If $f$ is continuous and $\,f\big(\frac{1}2(x+y)\big) \le \frac{1}{2}\big(\,f(x)+f(y)\big)$, then $f$ is convex [duplicate]

Let $\,\,f :\mathbb R \to \mathbb R$ be a continuous function such that $$ f\Big(\dfrac{x+y}2\Big) \le \dfrac{1}{2}\big(\,f(x)+f(y)\big) ,\,\, \text{for all}\,\, x,y \in \mathbb R, $$
then how do we prove that $f$ is convex that is $$ f\big(tx+(1-t)y\big)\le tf(x)+(1-t)f(y) , \forall x,y \in \mathbb R , t\in (0,1)? $$
I can prove it for dyadic rational's $t=\dfrac k {2^n}$ and then argue by continuity ; but I would like a more direct proof . Thanks in Advance


Solution 1:

If $f\big(\frac{1}{2}(x+y)\big)\le \frac{1}{2}\big(f(x)+f(y)\big)$, then $$ f\Big(\frac{3}{4}x+\frac{1}{4}y\Big)=f\Big(\frac{1}{2}\Big(\frac{1}{2}(x+y)+x\Big)\Big)\le \frac{1}{2}\Big(f\Big(\frac{1}{2}(x+y)\Big)+f(x)\Big)\le \frac{3}{4}f(x)+\frac{1}{4}f(y). $$ Suitably repeating this argument, one could prove that whenever $m\in\{0,1,2,3,\ldots,2^n\}$, then $$ f\left(\frac{m}{2^n}x+\Big(1-\frac{m}{2^n}\Big)y\right)\le \frac{m}{2^n}f(x) +\Big(1-\frac{m}{2^n}\Big)f(y), \tag{1} $$ This can be done inductively on $n$.

Next observe that any $\lambda\in [0,1]$ can be approximated by rationals of the form $m/2^n$. In fact, $$ q_k=\frac{\lfloor2^k\lambda\rfloor}{2^k}\to\lambda,\quad\text{as $k\to\infty$.} $$ But $(1)$ implies that $$ f\big(q_kx+(1-q_k)y\big)\le q_kf(x)+(1-q_k)f(y), $$ and letting $k\to\infty$ and using the continuity of $f$ at $\lambda x+(1-\lambda)y$ we obtain that $$ f\big(\lambda x+(1-\lambda)y\big)\le \lambda f(x)+(1-\lambda)f(y). $$

Solution 2:

Here's a very analysis flavored proof:

Choose some $x$, $y$, and $\varepsilon>0$. Define $$C_f(\alpha)=\alpha f(x)+(1-\alpha)f(y)-f(\alpha x+(1-\alpha)y)$$ to be a measure of how "convex" $f$ is in the interval $[x,y]$. It is always nonnegative if $f$ is convex.

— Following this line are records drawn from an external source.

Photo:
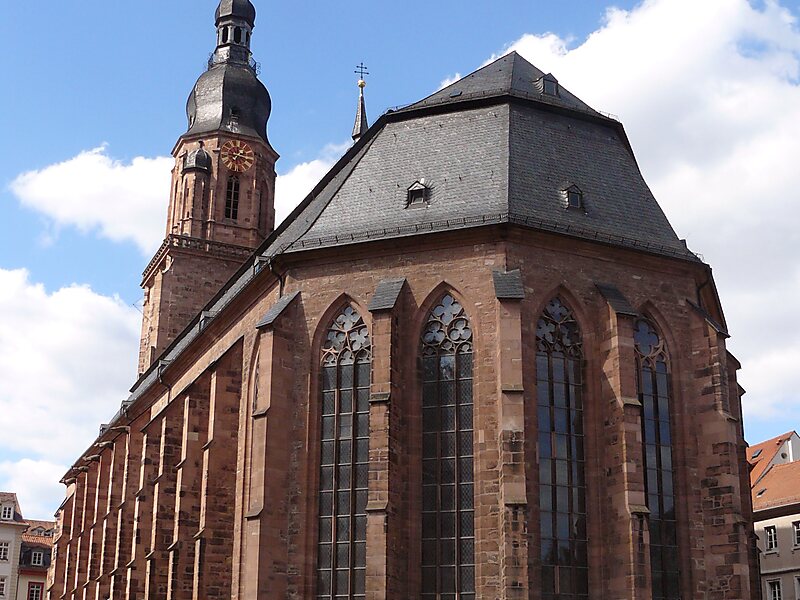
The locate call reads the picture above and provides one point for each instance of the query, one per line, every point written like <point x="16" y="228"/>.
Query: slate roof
<point x="508" y="75"/>
<point x="500" y="152"/>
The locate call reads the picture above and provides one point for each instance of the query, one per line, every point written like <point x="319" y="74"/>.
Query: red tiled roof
<point x="780" y="486"/>
<point x="43" y="540"/>
<point x="760" y="455"/>
<point x="39" y="540"/>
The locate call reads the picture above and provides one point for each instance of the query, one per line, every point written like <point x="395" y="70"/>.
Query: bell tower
<point x="221" y="204"/>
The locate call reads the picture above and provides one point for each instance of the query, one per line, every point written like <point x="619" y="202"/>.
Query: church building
<point x="475" y="363"/>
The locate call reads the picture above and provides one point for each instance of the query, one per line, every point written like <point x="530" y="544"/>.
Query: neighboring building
<point x="775" y="478"/>
<point x="476" y="362"/>
<point x="34" y="560"/>
<point x="12" y="525"/>
<point x="779" y="450"/>
<point x="25" y="549"/>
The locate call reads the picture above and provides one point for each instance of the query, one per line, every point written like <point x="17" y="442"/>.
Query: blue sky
<point x="708" y="93"/>
<point x="119" y="73"/>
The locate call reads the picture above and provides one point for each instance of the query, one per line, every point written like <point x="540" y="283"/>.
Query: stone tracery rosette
<point x="347" y="340"/>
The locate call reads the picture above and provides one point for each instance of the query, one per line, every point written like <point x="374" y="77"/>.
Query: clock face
<point x="237" y="156"/>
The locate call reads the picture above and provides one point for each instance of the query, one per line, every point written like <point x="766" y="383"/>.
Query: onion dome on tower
<point x="228" y="96"/>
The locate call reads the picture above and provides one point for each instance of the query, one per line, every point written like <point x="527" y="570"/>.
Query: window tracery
<point x="448" y="521"/>
<point x="344" y="458"/>
<point x="654" y="394"/>
<point x="562" y="480"/>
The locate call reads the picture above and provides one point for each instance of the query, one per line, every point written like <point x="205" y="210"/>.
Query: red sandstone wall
<point x="226" y="484"/>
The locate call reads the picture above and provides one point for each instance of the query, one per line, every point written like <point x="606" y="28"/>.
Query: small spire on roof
<point x="361" y="124"/>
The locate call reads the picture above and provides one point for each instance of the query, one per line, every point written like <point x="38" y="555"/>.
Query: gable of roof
<point x="760" y="456"/>
<point x="11" y="498"/>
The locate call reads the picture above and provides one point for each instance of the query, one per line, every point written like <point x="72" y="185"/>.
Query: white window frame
<point x="774" y="590"/>
<point x="770" y="538"/>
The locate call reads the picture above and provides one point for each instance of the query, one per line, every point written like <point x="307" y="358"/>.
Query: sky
<point x="93" y="99"/>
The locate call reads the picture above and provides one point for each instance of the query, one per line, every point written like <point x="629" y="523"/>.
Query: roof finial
<point x="361" y="124"/>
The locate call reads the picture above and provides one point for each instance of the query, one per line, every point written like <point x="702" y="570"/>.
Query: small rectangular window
<point x="771" y="541"/>
<point x="232" y="199"/>
<point x="775" y="592"/>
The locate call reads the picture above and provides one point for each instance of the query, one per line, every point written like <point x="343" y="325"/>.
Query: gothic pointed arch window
<point x="448" y="510"/>
<point x="562" y="479"/>
<point x="344" y="458"/>
<point x="654" y="393"/>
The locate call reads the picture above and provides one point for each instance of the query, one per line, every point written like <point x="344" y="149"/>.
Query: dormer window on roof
<point x="549" y="85"/>
<point x="573" y="197"/>
<point x="417" y="194"/>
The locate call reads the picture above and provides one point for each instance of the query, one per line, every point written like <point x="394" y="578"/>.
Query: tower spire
<point x="235" y="20"/>
<point x="361" y="124"/>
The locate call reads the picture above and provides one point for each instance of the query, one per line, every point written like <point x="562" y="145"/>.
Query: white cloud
<point x="292" y="187"/>
<point x="94" y="192"/>
<point x="36" y="483"/>
<point x="128" y="202"/>
<point x="67" y="359"/>
<point x="708" y="92"/>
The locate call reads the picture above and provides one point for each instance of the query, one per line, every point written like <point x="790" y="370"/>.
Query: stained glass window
<point x="654" y="394"/>
<point x="562" y="479"/>
<point x="344" y="459"/>
<point x="448" y="515"/>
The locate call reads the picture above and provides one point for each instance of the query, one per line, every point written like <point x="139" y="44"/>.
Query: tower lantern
<point x="223" y="185"/>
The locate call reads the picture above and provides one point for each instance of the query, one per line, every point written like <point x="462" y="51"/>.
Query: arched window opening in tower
<point x="562" y="479"/>
<point x="232" y="198"/>
<point x="344" y="459"/>
<point x="448" y="510"/>
<point x="654" y="394"/>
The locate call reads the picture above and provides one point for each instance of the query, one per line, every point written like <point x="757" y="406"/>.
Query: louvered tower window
<point x="344" y="459"/>
<point x="232" y="198"/>
<point x="654" y="394"/>
<point x="448" y="517"/>
<point x="562" y="480"/>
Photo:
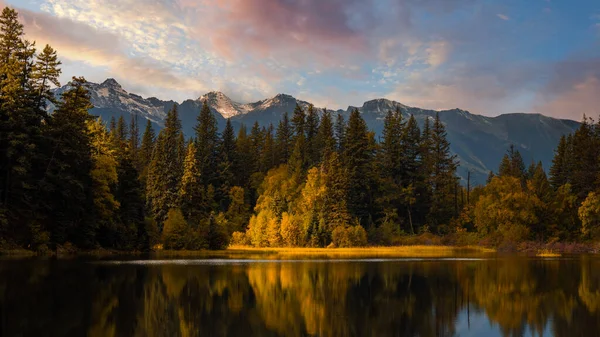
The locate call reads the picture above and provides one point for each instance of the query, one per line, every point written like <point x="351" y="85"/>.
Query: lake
<point x="489" y="296"/>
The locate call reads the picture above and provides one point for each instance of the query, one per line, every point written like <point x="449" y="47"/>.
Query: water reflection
<point x="502" y="297"/>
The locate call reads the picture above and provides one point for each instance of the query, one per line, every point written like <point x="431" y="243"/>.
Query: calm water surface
<point x="498" y="296"/>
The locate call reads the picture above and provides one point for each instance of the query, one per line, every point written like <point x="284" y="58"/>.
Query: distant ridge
<point x="478" y="141"/>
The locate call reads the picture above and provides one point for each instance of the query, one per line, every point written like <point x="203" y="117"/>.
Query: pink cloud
<point x="572" y="91"/>
<point x="268" y="28"/>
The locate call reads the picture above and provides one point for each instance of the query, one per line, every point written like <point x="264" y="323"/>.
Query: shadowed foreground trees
<point x="444" y="298"/>
<point x="68" y="179"/>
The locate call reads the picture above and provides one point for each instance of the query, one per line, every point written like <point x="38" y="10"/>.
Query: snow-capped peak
<point x="222" y="104"/>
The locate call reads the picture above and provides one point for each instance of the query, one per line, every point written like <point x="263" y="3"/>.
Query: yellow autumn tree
<point x="506" y="211"/>
<point x="104" y="170"/>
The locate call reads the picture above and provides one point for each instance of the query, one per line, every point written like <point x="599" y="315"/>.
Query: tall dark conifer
<point x="207" y="144"/>
<point x="284" y="144"/>
<point x="357" y="159"/>
<point x="165" y="169"/>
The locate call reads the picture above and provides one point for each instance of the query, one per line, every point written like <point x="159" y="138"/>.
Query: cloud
<point x="80" y="42"/>
<point x="572" y="90"/>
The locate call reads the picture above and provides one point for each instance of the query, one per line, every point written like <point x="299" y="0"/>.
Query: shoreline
<point x="403" y="251"/>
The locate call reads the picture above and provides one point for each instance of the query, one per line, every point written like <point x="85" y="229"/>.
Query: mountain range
<point x="478" y="141"/>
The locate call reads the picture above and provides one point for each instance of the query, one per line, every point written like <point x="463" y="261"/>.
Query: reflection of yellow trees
<point x="589" y="296"/>
<point x="513" y="294"/>
<point x="336" y="299"/>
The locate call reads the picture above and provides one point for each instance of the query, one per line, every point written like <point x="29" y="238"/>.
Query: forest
<point x="70" y="179"/>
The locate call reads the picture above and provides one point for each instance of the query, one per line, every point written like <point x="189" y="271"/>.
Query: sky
<point x="488" y="57"/>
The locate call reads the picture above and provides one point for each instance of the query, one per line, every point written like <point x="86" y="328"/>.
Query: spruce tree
<point x="207" y="144"/>
<point x="443" y="179"/>
<point x="268" y="153"/>
<point x="558" y="170"/>
<point x="46" y="73"/>
<point x="257" y="139"/>
<point x="228" y="160"/>
<point x="312" y="128"/>
<point x="192" y="195"/>
<point x="326" y="143"/>
<point x="66" y="183"/>
<point x="284" y="140"/>
<point x="299" y="121"/>
<point x="134" y="138"/>
<point x="245" y="166"/>
<point x="357" y="158"/>
<point x="20" y="122"/>
<point x="145" y="153"/>
<point x="340" y="132"/>
<point x="165" y="169"/>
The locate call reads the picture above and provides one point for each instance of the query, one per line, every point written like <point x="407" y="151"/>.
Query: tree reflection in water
<point x="513" y="297"/>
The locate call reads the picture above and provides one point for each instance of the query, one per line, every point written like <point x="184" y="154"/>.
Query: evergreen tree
<point x="165" y="169"/>
<point x="245" y="166"/>
<point x="46" y="73"/>
<point x="284" y="140"/>
<point x="131" y="198"/>
<point x="104" y="179"/>
<point x="512" y="165"/>
<point x="257" y="139"/>
<point x="326" y="143"/>
<point x="192" y="196"/>
<point x="443" y="179"/>
<point x="312" y="128"/>
<point x="20" y="122"/>
<point x="134" y="138"/>
<point x="340" y="132"/>
<point x="411" y="138"/>
<point x="268" y="153"/>
<point x="66" y="184"/>
<point x="357" y="159"/>
<point x="584" y="154"/>
<point x="227" y="162"/>
<point x="145" y="153"/>
<point x="207" y="145"/>
<point x="558" y="170"/>
<point x="299" y="121"/>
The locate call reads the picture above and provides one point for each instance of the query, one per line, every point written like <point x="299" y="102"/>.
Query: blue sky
<point x="488" y="57"/>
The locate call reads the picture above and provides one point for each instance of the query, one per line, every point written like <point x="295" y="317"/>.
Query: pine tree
<point x="340" y="132"/>
<point x="558" y="170"/>
<point x="245" y="165"/>
<point x="207" y="144"/>
<point x="283" y="140"/>
<point x="121" y="135"/>
<point x="312" y="128"/>
<point x="257" y="139"/>
<point x="512" y="165"/>
<point x="20" y="122"/>
<point x="391" y="148"/>
<point x="357" y="158"/>
<point x="165" y="169"/>
<point x="131" y="197"/>
<point x="192" y="195"/>
<point x="66" y="184"/>
<point x="584" y="156"/>
<point x="411" y="138"/>
<point x="145" y="152"/>
<point x="46" y="72"/>
<point x="104" y="179"/>
<point x="443" y="179"/>
<point x="325" y="142"/>
<point x="299" y="121"/>
<point x="228" y="160"/>
<point x="134" y="138"/>
<point x="268" y="153"/>
<point x="337" y="185"/>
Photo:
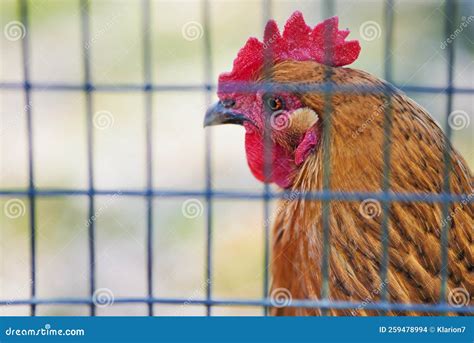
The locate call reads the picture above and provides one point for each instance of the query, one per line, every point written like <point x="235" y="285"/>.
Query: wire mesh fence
<point x="209" y="193"/>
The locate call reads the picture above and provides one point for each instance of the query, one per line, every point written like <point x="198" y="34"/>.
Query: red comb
<point x="298" y="42"/>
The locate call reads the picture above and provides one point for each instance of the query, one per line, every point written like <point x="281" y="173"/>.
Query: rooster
<point x="292" y="121"/>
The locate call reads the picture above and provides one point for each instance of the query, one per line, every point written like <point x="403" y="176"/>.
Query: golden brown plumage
<point x="357" y="166"/>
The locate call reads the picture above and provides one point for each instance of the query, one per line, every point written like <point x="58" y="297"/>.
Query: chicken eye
<point x="274" y="103"/>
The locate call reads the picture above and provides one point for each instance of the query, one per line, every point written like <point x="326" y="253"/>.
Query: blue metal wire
<point x="245" y="87"/>
<point x="386" y="197"/>
<point x="147" y="77"/>
<point x="23" y="7"/>
<point x="387" y="145"/>
<point x="267" y="10"/>
<point x="85" y="29"/>
<point x="450" y="10"/>
<point x="313" y="304"/>
<point x="208" y="156"/>
<point x="230" y="194"/>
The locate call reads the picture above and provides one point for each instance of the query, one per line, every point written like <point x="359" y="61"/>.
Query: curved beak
<point x="219" y="114"/>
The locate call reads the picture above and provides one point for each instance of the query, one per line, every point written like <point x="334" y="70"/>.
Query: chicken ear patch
<point x="325" y="44"/>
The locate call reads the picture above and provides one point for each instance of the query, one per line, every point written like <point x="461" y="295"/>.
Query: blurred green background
<point x="59" y="127"/>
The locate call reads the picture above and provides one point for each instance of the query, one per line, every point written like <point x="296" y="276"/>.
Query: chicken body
<point x="356" y="165"/>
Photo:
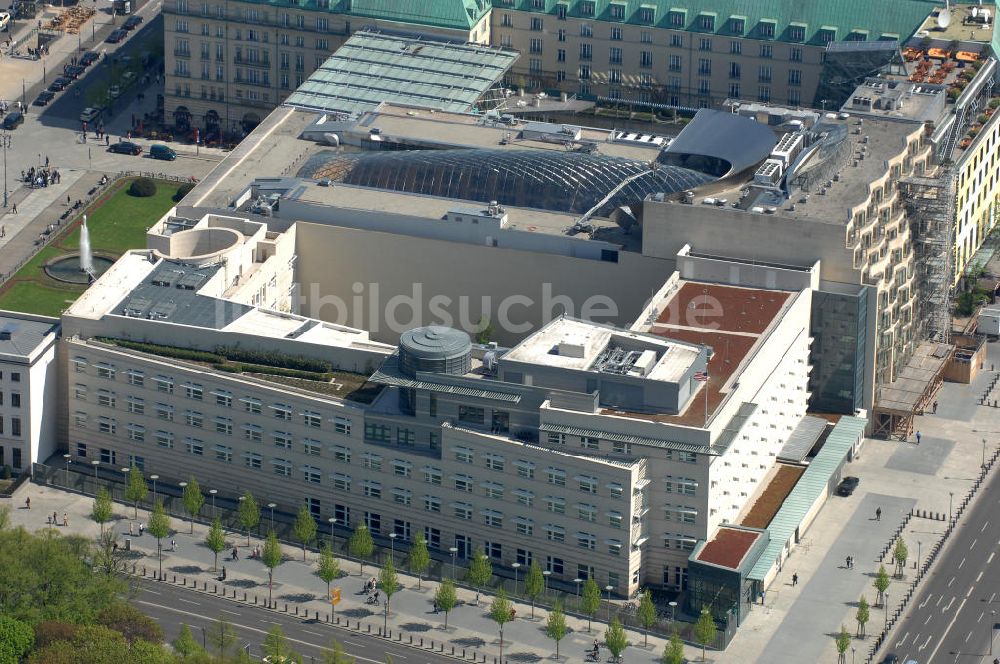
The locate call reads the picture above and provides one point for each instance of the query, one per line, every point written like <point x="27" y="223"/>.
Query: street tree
<point x="304" y="528"/>
<point x="646" y="615"/>
<point x="704" y="630"/>
<point x="445" y="598"/>
<point x="328" y="567"/>
<point x="843" y="642"/>
<point x="881" y="583"/>
<point x="361" y="545"/>
<point x="222" y="635"/>
<point x="248" y="513"/>
<point x="277" y="649"/>
<point x="215" y="540"/>
<point x="590" y="600"/>
<point x="185" y="644"/>
<point x="480" y="571"/>
<point x="501" y="613"/>
<point x="136" y="489"/>
<point x="615" y="639"/>
<point x="271" y="557"/>
<point x="336" y="655"/>
<point x="159" y="527"/>
<point x="534" y="584"/>
<point x="419" y="559"/>
<point x="193" y="500"/>
<point x="863" y="615"/>
<point x="673" y="652"/>
<point x="103" y="508"/>
<point x="389" y="583"/>
<point x="899" y="555"/>
<point x="555" y="626"/>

Notice that $C_f$ is continuous. Since the graph of $C_f$ is just a linear transformation of that of $f$, it means that, from the condition on $f$, we get: $$C_f\left(\frac{\alpha+\beta}2\right)\leq\frac{C_f(\alpha)+C_f(\beta)}2.$$ This could be shown algebraically from the definition of $C_f$, but that derivation really nothing to write home about and is tangential to the heart of the proof.

The interesting thing we can do with $C_f$ is to define the following set based on it: $$S_{\varepsilon}=\{\alpha\in[0,1]:C_f(\alpha)>-\varepsilon\}.$$ Notice that it clearly holds that, if $\alpha,\beta\in S_{\varepsilon}$ then $\frac{\alpha+\beta}2\in S_{\varepsilon}$, since the average of two values that are not less than $-\varepsilon$ will still be at least $-\varepsilon$. Furthermore, since $C_f(x)=C_f(y)=0$, by continuity, we have that there exists some $\delta$ such that the sets $[0,\delta)$ and $(1-\delta,1]$ are in $S_{\varepsilon}$. This implies that any value arising from the average of any average of values in those two intervals is in $S_{\varepsilon}$ - so any value in the interval $\left(\frac{1-\delta}2,\frac{1+\delta}2\right)$ is in $S_{\varepsilon}$.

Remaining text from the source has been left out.